No one at Sunnydale Memorial had believed they were attacked by a large wild dog. But then again, Xander thought, they didn't want to know what had really happened, either.

Giles had come to the hospital to drive them home. He dropped them at the door silently, without even an admonition to get some rest. Xander was grateful. He and Buffy needed to talk. Angel had slipped away after helping them stagger to the hospital.

Silently, they climbed the stairs to their room. Once it had been Joyce's, then Tara and Willow's. When the witches had moved back into the dorm, it became theirs.

They sat down on the bed, next to each other, but not touching.

"How's your arm?" Buffy asked, not looking up from her study of the floor.

"Hurts. How's your back?" Xander asked. He was studying the ceiling.

"Hurts. But Slayer healing is kicking in, I think." There was a long silence. "Why'd you come out tonight?"

"Ever since Mexico, you haven't wanted me to patrol with you. I know what happened there; I know what I liability I am," Xander said. He raised his wrapped arm. "Just more proof, I guess."

Buffy was staring at him now, instead of the floor.

"But I also know that someday….someday I may lose you. Slayers don't live long, Buffy," he said. His voice broke. "If I'm with you, maybe I can help you beat the odds. Maybe you can be the first Slayer to see her kids grow up, to see grandkids."

"Xander. Xander, I don't know what to say. You're not a liability. You probably saved me tonight, just like you saved me in Mexico," Buffy said. She took his uninjured hand.

"Yeah, and you've saved me a million times more," Xander said. He still refused to look at her, refused to relax his hand into hers.

"I didn't know we were counting," she said tartly. "Maybe we should make a chart, do you think? A bar chart, of who saved who more. We could put Willow on there, and Giles, and Tara, and see who comes out on top.

"Xander, I haven't wanted you to patrol with me because I can't bear to see you hurt," she said quietly. She ducked her head to look into his face, grabbing his chin when he tried to look away. "You said that Slayers don't live long. You're right. I'm selfish. I want to keep you alive for as long as I live. Whether that's days, or months, or years. I want to know you're here for me when I'm out there."

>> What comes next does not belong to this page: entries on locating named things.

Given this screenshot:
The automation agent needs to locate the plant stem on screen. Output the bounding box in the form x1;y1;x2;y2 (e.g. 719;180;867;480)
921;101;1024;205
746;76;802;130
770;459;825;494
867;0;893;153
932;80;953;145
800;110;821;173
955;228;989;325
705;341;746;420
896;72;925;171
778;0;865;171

Xander looked into her eyes. "But don't you see, Buffy? I can't be here waiting for you, not knowing if you're coming back. Because if you die out there and I could have done anything to prevent it, I'll die too. And I can't stand the only time we have together being sex at 2 a.m."

Buffy's eyes filled with tears.

"God, Buffy, I don't want to hurt you," he said. Carefully, he wrapped her in his uninjured arm, avoiding the bandages on her back.

"I know you don't," she murmured into his chest.

"We'll make a deal then, huh? I patrol with you."

She shrugged, then grunted when the movement reminded her of her flayed back.

"Is that a yes or a no?" Xander demanded.

She pulled back from his chest. "It's an 'I don't know,' Xander, because I don't."

"You know as well as I do that what we're doing now isn't working," he said.

"You're right. But I'm not sure patrolling together is the answer."

"Then what is, Buffy? Tell me what is?" His voice was anguished, and he knew it.

"I don't know, Xander. But we will figure this out. I swear we will. We are forever." She threw her arms around him and he stroked her hair gently.

"Forever is a long time, Buffy," he murmured into her hair. A very long time, he thought to himself. They sat together on the bed, holding each other, as the sun came up and life went on in the world outside their room.